As for who is buying the carbon removal, the types of companies are broadening. The earliest buyers were finance, consulting, and insurance firms who want to make their services CO2 neutral. The company is now seeing a much broader interest, including from manufacturers and airlines.

The credibility of the carbon credits market is under question, however. Earlier his month, Shell came under fire for selling millions of carbon credits for CO2 that was never removed, according to an investigation by Greenpeace. In 2022, the UK’s Climate Change Committee urged the government to put in place stronger guidance, regulation, and standards.

Chan says Climeworks is working with third parties including an auditor to validate the process and certify their removals.
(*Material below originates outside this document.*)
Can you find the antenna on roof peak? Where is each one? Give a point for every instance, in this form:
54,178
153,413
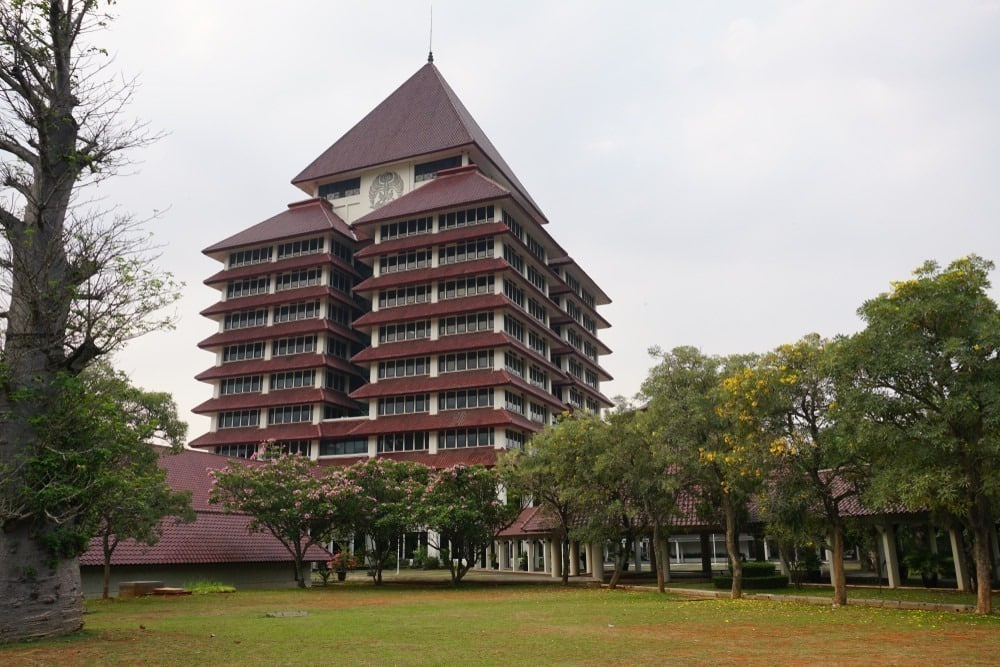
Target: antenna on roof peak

What next? Pushing for gigaton scale

Climeworks has plans to scale out its technology across the world. In March, the US Department of Energy awarded a consortium including Climeworks funding to develop a plant in Louisiana capable of capturing 1m t/y by 2030. If the project goes ahead, it could receive as much as US$600m in matched funding from the US government. Climeworks is also involved in plans for plants at megaton scale in Canada, Norway, and Kenya.

“About 200 out of 500 people at Climeworks are constantly working on developing the next generation of direct air capture technology,” says Wurzbacher. This includes chemists and engineers developing more effective sorbent materials and new processes to save energy.

Looking ahead, he says nature-based solutions have a key role to play but given that deforestation is not slowing, he thinks relying on afforestation to scale up carbon removal is a “tricky bet”.

“My strong personal belief is if we look back at the history of what we have achieved as humans that the engineered solutions will have to play a major, and I would say even the major, part of this task of capturing 10bn tonnes of CO2 from the air by 2050.”